The straight draft format involves different strategic scenarios than an auction draft. While auction draft players have the enviable position of being able to bid on each player, straight drafters are forced to re-evaluate their strategy after each player is selected. Success in a straight draft requires a manager to be highly organized and extremely flexible. It is always important to go into any draft with a firm understanding of your strategy and how certain 'picks' can affect it. Below are some of the strategies and methods of preparation to help you plan for victory.
Draft Day organizational recommendations
One of the keys to a smart draft is knowing which positions your opponents have left to fill. It is useful to prepare a side-by-side roster chart (perhaps in spreadsheet format) to keep track of each of their picks and provide a quick glance reference. This chart will aid you in determining where the managers in front of you may likely go with their next pick. In a straight draft, managers typically tend to fill out a player at each position (except for outfield and pitcher) before they start doubling up at positions that require multiple players. If there are five available third basemen all with comparable talent, and there are only four teams left who need a third baseman, you can go with another pick and delay the third baseman pick until later.
Set category goals and keep track of your progress throughout the draft. You cannot expect to win each category, but finishing third in every category should be enough to help you claim victory. You can generally use the third-place numbers from your previous year's final standings as your target. Use your projections to keep a running total of your team's statistics so that you can monitor your team's strengths and weaknesses and make your next picks accordingly.
Divide your draft lists by position and then subdivide them even further to create tiers of players with comparable talent. You should never get too attached to the idea of having any single player on your team. This psychological pitfall can cause mass confusion if the manager directly ahead of you picks that player. Use your tiers to gauge the depth left at a position. If you are shooting for a second baseman and the last second baseman in a given tier gets drafted a few picks earlier, then it may be best to look to another position and wait on the second basemen since there will likely be a comparable pool of talent in a subsequent tier.
Common fantasy strategies
The LIMA Plan is one draft day strategy that is suited well for straight drafts. The high skills pitchers sought after in this scenario are most often ignored until the last third of the draft. Begin by drafting offense and intersperse enough quality closers in the first third of the draft to get you near the top in saves. Continue stacking your offense until it is complete and fill out your pitching staff with the high skills guys at the end of the draft.

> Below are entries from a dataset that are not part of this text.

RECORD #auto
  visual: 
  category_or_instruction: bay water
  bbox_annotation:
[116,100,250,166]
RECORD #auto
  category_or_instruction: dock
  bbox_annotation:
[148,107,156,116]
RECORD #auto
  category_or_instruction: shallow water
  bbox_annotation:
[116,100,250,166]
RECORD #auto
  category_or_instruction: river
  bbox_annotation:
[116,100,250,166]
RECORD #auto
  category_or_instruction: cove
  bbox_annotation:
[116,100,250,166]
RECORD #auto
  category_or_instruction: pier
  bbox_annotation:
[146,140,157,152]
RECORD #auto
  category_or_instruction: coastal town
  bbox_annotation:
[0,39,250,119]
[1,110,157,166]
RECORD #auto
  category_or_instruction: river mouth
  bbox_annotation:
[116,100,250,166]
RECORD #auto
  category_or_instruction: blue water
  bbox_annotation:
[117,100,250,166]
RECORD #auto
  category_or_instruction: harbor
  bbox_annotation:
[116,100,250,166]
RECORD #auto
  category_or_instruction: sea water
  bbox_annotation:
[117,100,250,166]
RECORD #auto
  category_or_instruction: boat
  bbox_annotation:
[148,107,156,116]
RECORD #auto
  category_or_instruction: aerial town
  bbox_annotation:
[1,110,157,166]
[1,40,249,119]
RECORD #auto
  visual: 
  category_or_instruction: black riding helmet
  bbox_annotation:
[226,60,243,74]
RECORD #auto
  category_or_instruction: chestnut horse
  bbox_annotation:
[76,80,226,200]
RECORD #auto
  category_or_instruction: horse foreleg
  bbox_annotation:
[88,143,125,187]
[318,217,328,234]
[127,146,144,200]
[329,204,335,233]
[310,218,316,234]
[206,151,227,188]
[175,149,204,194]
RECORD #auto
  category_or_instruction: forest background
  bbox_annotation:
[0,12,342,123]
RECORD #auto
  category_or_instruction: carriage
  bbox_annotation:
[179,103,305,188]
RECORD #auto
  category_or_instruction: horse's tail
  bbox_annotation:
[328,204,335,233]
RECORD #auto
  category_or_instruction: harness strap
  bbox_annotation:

Punting a category can be quite easy in a straight draft. Most of the managers are spending so much time trying to track the selections and make their own decisions, they'll rarely notice if it's Round 10 and you haven't drafted a closer. Beware of this strategy, though, as it can backfire. If you are organized using the roster charts mentioned above, you would notice if more than one manager seems to be punting a category. If you and three other people are punting saves then there are going to be quite a few closers left towards the end of the draft and those will become bargains for the other guys at the table. Never leave a bargain on the table. You may have to change your plan and take a closer if the conditions warrant.
The straight draft's answer to the Labadini Plan ($251 on batting, $9 on pitching) is the All Offense Plan. Few, if any managers, have the stomach to draft 14 consecutive batters without taking a pitcher - nonetheless, it can be done and it can reward you handsomely.
As discussed above, most managers tend to draft evenly and fill out a player at each position before doubling up. Armed with this information, you can use your tiered draft lists to stack an offense with all of your first 14 picks, being sure to cover the scarce positions early. When the other guys are picking their second and third starting pitchers you will be filling your 5th outfielder hole with a very productive player. In the end of the draft when the other managers are scrambling to fill their offense, you will be compiling a pitching staff of high skills players who will not hurt you in ERA or WHIP.
When the season gets started you will see just how potent your offense is and then trade for saves or a top tier starter. If your league is a keeper league this is an especially beneficial plan. All of the offensive players you draft early will solidify your team for the future.